The use of cylinders containing gas at high pressures presents a number of hazards:
Falling of unsecured cylinders may lead to:
- Direct injury of personnel
- Explosive decompression if the valve breaks off, which will turn the cylinder into a lethal projectile
- These hazards mandate that all cylinders be secured to a wall or placed on special carts
Fires and explosions may be caused by the oxidising ability of oxygen and nitrous oxide: no grease must be used in the threads of the valves or connectors
Incorrect identification of the contents of cylinders is a potential hazard
The pressure contained within gas cylinders is initially very high and falls as the contents are used. The function of the regulator, or reducing valve, is to convert this variable, high-pressure gas supply to a constant, low-pressure gas supply of around 400 kPa.
Advantages of using a regulated, low-pressure system in an anaesthetic machine are:
It is easier and safer to manufacture the pipe work in the machine using low-pressure piping and connectors, and the consequences of a gas leak are less serious
It eliminates the necessity of constantly adjusting the flowmeters as the pressure in the cylinder falls
It enables better control of the gas flow to be maintained: since the needle valve and flowmeters are larger for a given flow rate, they are less prone to inaccuracy due to wear or the presence of dirt
Function of pressure regulator
As gas flows out of the low-pressure chamber, the drop in pressure reduces the force generated by the diaphragm (D) against the spring (S), allowing the valve (V) to open and admit gas from the high-pressure chamber. The output pressure may be adjusted by a screw (A) that alters the force applied by the spring.
The regulated low pressure will only remain constant over a certain range of pressures in the cylinder.
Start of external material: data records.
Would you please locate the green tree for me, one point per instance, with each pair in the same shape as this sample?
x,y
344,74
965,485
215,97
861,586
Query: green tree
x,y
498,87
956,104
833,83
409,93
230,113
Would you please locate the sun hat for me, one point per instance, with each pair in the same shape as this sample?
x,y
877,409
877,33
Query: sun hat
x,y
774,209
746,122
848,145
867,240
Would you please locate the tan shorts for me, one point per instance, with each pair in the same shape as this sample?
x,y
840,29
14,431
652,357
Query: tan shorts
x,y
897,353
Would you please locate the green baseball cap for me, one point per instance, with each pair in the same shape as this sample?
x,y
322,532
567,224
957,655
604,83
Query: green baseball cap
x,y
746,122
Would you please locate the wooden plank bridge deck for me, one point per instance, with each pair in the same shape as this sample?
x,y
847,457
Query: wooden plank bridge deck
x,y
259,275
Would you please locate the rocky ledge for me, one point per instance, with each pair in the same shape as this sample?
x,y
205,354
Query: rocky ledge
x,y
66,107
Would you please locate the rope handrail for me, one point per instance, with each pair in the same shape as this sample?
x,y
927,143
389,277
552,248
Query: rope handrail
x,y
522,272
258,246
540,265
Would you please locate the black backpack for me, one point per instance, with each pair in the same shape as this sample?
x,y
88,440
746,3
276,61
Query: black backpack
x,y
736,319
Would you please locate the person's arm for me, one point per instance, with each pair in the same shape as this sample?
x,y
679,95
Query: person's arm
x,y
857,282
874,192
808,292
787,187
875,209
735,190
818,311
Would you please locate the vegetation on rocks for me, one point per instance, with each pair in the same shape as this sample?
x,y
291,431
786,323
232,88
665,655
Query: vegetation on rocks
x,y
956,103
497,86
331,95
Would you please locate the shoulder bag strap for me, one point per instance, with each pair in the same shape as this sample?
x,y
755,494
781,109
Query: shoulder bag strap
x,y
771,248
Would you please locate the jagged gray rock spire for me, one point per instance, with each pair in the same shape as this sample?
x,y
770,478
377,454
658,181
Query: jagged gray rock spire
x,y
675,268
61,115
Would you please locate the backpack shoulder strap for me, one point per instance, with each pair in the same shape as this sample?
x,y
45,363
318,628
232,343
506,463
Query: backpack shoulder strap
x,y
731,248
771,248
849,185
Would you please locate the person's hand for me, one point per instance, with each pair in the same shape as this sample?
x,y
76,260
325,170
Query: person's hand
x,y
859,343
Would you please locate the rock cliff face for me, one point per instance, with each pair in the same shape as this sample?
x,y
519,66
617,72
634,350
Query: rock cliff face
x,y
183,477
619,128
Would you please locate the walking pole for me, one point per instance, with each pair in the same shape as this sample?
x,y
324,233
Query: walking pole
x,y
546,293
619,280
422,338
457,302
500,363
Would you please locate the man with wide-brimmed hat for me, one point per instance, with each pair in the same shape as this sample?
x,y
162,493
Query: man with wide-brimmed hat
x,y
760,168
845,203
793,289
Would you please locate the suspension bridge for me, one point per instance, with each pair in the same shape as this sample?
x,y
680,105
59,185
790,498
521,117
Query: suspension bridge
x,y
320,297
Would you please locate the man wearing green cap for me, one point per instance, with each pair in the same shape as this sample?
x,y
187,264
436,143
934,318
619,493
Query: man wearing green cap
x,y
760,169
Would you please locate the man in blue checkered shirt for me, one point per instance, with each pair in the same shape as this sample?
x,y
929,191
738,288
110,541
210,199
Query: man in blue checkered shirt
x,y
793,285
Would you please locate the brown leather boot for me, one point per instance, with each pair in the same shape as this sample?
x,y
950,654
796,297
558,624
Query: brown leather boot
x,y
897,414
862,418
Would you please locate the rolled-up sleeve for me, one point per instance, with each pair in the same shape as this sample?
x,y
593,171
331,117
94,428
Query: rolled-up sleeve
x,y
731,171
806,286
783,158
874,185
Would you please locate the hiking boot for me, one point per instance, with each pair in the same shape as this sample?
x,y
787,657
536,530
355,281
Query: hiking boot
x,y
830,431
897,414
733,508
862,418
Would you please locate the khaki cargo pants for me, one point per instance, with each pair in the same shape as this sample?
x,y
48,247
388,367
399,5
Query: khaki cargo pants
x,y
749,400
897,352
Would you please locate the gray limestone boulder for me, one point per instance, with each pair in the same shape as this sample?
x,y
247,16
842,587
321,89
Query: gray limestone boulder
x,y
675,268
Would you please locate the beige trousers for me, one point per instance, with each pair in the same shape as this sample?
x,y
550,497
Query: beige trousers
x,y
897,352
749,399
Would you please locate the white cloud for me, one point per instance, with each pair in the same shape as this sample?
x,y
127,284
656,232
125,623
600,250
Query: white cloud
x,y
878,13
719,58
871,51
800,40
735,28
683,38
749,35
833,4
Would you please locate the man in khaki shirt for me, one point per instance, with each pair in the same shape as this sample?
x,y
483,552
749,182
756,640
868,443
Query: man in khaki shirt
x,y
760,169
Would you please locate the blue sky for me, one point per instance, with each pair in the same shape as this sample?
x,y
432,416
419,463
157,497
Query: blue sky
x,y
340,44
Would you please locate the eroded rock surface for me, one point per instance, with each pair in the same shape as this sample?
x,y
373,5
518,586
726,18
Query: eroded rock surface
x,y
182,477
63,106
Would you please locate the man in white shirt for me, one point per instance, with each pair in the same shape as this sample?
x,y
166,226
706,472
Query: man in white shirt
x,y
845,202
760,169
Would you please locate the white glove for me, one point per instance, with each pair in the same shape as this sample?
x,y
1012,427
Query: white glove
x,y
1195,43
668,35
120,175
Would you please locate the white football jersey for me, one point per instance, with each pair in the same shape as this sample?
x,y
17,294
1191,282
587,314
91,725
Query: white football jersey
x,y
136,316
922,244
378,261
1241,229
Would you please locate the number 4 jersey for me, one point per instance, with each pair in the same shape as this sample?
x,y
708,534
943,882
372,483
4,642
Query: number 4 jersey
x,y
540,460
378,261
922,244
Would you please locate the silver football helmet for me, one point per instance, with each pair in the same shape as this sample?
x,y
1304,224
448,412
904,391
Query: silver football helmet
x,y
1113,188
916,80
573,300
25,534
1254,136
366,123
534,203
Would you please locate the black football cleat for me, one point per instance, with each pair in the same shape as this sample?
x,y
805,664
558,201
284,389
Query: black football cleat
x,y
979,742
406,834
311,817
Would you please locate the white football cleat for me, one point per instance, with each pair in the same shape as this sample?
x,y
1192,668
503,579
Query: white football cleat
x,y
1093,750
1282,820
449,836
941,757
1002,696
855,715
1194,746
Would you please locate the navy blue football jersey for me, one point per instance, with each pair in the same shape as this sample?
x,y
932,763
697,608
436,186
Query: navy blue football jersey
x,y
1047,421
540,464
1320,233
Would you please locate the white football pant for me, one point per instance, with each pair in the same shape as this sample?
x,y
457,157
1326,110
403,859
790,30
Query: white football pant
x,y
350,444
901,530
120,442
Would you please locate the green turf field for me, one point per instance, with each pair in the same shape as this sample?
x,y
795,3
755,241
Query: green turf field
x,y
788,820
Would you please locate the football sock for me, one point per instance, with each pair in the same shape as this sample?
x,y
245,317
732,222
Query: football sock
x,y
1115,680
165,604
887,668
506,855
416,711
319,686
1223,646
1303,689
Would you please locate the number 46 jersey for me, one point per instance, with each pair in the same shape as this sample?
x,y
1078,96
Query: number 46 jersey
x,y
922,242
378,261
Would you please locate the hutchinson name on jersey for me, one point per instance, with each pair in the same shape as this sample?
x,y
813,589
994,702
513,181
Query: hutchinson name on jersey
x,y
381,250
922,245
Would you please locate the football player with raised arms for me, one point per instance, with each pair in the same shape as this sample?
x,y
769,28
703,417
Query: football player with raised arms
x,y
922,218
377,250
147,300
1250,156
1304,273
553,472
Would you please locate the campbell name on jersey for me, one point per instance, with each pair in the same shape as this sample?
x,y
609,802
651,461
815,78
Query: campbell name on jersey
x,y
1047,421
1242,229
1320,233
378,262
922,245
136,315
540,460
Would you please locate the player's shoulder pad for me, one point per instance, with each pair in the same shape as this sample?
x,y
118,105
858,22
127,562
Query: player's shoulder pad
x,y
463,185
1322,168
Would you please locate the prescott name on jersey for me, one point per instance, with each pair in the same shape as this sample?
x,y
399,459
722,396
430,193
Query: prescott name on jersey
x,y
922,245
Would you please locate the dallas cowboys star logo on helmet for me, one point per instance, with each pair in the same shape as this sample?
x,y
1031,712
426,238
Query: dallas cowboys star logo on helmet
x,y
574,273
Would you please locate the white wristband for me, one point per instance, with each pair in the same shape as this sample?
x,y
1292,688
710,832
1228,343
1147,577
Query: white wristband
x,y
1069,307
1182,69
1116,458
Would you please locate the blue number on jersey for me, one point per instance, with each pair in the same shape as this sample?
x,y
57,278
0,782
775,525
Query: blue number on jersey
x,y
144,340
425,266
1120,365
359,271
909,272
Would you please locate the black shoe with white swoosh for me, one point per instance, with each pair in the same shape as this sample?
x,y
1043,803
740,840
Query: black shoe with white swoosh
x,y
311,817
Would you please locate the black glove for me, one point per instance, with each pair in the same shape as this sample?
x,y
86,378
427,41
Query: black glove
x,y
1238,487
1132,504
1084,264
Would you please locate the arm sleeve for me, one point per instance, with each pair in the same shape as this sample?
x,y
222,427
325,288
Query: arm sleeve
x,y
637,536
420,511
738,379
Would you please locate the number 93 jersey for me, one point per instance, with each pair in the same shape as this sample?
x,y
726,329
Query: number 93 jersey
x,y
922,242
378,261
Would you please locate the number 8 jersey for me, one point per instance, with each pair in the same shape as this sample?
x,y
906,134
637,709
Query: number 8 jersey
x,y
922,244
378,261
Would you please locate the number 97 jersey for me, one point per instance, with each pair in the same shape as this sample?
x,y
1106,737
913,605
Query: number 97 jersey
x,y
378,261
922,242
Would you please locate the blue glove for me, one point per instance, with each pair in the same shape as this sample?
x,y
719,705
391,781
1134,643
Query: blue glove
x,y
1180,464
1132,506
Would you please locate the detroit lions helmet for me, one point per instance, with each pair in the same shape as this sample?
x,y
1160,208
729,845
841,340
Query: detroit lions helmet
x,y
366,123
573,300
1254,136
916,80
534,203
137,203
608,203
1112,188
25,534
If the contents of the cylinder are used to the point of exhaustion, the pressure in the low-pressure system will fall. This may present a hazard if, to compensate for this, the flow control is further opened and, later, a full cylinder is connected to the system. The high pressure in the new cylinder will now generate a very high flow into the breathing circuit, which may result in a rapid increase in pressure and barotrauma to the lungs.
Two-stage regulators essentially consist of two single-stage regulators mounted in series, so that the low-pressure chamber of the first stage becomes the high-pressure chamber for the second stage. Since the pressure in the intermediate chamber is relatively constant, this arrangement provides very precise control of the pressure in the final chamber. Two-stage regulators are relatively expensive and so are only used in situations where it is important to maintain the output pressure within close tolerances.
Oxygen flow regulators
Some oxygen regulators incorporate a Bourdon-type flowmeter and flow restrictor, and are intended for delivery of oxygen directly to patients.
They should not be used to supply oxygen to the anaesthetic machine, since the limited flow (typically 8 or 15 L/min) will be inadequate to operate the quick-flush or ventilator.